Transparent Society Linkfest

Tim blogged about the transparent society a few weeks ago (Suburban Mom Embraces The Surveillance Society and whocalled.us), and as so often before the blogosphere seems to hit a hivemind. During the last 48 hours several interesting stories have popped up — from Danish health survey mashups to sex baiting. Linkfest ahead:

  1. Waxy’s account of a social experiment carried out recently on Craigslist. The story involves Jason Fortuny, a web designer, who decided to 1) post a fake request on craigslist, posing as a submissive woman looking for dominant men, and then 2) publishing all the responses he got online. Many of the respondents used their real names and gave out other personal information making them identifiable.
    (Waxy’s post is entirely sex free and SFW. He warns you when linking into NSFW territory.)
  2. Findvej.dk/smiley is Google Maps mashup of restaurant and supermarket sanitary code violations for Frederiksberg, a suburb of Copenhagen.

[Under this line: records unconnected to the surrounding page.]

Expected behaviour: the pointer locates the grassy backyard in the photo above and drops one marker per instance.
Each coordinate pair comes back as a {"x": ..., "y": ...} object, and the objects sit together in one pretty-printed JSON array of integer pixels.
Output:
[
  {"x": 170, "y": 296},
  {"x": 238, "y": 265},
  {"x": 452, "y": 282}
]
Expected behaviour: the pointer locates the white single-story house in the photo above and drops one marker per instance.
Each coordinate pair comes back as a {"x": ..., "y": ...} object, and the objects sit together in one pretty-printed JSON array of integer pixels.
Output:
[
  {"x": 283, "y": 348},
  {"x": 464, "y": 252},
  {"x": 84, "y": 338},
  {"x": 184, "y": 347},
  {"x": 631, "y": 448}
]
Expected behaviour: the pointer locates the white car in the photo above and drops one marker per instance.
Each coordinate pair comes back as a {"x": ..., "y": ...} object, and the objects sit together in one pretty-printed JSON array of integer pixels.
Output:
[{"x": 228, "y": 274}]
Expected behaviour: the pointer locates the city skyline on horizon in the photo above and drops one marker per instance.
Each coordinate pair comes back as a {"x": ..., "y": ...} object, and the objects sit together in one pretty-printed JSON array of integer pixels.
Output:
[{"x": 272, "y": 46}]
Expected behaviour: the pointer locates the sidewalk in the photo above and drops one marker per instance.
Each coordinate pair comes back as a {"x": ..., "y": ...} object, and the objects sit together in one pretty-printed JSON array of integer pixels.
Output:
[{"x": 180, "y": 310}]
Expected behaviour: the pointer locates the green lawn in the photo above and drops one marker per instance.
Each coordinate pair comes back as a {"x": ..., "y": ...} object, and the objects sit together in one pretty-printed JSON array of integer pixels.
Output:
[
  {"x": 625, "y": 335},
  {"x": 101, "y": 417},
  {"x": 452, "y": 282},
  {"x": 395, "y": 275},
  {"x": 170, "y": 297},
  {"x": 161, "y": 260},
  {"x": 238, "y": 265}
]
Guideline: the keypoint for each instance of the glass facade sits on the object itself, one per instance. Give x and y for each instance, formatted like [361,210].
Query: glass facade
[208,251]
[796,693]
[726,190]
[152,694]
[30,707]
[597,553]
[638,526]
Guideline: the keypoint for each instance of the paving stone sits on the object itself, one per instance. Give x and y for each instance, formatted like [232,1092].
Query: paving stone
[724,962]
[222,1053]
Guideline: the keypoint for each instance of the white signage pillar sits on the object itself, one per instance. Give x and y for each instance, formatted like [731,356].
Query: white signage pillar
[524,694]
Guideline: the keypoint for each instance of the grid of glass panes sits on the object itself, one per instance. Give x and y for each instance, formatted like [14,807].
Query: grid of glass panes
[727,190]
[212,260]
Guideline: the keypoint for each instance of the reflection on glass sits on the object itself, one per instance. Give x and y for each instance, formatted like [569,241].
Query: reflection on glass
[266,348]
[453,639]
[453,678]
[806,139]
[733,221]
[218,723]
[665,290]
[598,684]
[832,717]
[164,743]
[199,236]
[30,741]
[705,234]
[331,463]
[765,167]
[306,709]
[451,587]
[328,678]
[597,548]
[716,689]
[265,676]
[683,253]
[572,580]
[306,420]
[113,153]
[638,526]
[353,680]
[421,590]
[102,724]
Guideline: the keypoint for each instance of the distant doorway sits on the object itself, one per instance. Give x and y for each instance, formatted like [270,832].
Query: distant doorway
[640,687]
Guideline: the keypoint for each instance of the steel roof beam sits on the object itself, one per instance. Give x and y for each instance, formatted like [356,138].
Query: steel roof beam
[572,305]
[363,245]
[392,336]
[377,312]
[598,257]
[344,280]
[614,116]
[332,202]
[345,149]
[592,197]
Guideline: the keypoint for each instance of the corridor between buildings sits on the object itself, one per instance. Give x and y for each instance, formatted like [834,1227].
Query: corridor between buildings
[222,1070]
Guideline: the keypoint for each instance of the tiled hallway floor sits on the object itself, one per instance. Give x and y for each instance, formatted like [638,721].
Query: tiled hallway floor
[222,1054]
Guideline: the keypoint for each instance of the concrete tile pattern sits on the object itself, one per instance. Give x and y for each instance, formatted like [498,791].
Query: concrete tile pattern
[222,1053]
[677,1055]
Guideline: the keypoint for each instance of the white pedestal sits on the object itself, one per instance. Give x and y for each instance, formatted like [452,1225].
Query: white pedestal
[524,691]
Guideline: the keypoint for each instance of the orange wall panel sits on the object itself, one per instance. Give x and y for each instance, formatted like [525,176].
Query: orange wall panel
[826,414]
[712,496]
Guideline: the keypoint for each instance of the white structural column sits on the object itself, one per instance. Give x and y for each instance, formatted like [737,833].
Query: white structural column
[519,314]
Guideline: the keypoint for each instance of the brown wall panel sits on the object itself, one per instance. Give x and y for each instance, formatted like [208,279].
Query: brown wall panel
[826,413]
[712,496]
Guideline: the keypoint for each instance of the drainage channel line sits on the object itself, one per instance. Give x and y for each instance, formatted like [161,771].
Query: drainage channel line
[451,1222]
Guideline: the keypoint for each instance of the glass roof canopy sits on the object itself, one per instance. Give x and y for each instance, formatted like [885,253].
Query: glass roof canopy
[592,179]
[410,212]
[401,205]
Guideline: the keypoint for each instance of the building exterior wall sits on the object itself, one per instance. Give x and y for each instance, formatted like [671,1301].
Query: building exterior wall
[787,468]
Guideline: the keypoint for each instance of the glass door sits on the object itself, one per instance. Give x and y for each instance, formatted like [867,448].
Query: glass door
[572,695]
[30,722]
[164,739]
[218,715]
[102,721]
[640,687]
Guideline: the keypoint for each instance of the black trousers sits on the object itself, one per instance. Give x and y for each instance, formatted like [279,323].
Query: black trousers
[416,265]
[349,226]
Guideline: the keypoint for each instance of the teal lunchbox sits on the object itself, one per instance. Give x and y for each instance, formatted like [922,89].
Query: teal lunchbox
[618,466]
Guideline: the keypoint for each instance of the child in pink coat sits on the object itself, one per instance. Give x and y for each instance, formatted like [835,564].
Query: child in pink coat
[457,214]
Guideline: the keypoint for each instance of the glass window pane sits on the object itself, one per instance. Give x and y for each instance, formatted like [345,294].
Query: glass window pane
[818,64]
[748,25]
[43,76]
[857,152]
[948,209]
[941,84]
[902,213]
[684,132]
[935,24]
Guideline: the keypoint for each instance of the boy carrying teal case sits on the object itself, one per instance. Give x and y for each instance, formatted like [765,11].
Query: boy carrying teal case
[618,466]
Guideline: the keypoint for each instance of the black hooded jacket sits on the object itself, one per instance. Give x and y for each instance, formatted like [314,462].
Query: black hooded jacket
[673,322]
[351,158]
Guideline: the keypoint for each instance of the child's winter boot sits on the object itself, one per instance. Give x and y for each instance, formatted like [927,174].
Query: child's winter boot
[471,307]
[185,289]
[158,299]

The smiley system used is a somewhat annoying – if charmingly simple – Danish government standard for health code status. (Nb. Don’t buy milk at Elite Supermarket when you’re in Copenhagen for reboot come next June)
  3. Quite alarmist reporting in this one, but nonetheless – can and should Apple track stolen iPods?
  4. Facebook users are unhappy about a new “personal feed” feature of the social network based on the sentiment that this isn’t networking, but stalking.

It seems as if each of these privacy and surveillance stories are able to put a different spin on surveillance and privacy, indicating perhaps that it is already the case that the ethics aren’t really tied to privacy and surveillance as such but just to each individual’s use of all of this data in the specific situation.